4. Use variables to represent quantities in a real-world or mathematical problem, and construct
simple equations and inequalities to solve problems by reasoning about the quantities.
a. Solve word problems leading to equations of the form px + q = r and p(x + q) = r,
where p, q, and r are specific rational numbers. Solve equations of these forms
fluently. Compare an algebraic solution to an arithmetic solution, identifying the
sequence of the operations used in each approach. For example, the perimeter of a
rectangle is 54 cm. Its length is 6 cm. What is its width?
b. Solve word problems leading to inequalities of the form px + q > r or px + q < r,
where p, q, and r are specific rational numbers. Graph the solution set of the
inequality and interpret it in the context of the problem. For example: As a
salesperson, you are paid $50 per week plus $3 per sale. This week you want your
pay to be at least $100. Write an inequality for the number of sales you need to make,
and describe the solutions.
Common Misconceptions:
o Students may want to solve two-step equations or inequalities by multiply or dividing
first to eliminate the term that is being multiplied or divided by the variable before adding
or subtracting.
o When solving equations and inequalities, they may use the inverse operation on only one
side and not the other or they may use the same operation rather than the inverse.

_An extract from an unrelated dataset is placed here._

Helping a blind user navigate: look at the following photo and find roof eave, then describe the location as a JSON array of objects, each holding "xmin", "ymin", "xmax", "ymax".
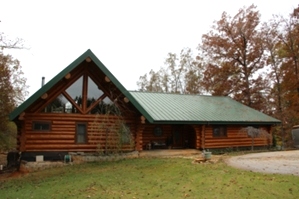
[{"xmin": 149, "ymin": 120, "xmax": 281, "ymax": 125}]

o Students may also have difficulty multiplying a fraction through the use of reciprocals.
o When solving inequalities that have a negative coefficient with the variable or the
variable is being divided by a negative number, students may forget to reverse the
direction of the inequality symbol when multiplying or dividing by a negative number.
o Students might confuse the symbolic components of the graph for an inequality,
specifically open circle vs. closed circle and the direction of shading. Similarly, they
might forget that an open circle represents a value that is NOT actually part of the
solution set.
o Students may not realize that solutions to equations and inequalities are not just integers,
but also can be fractions and decimals they just need to make sure that their solution
makes sense in the context of the problem.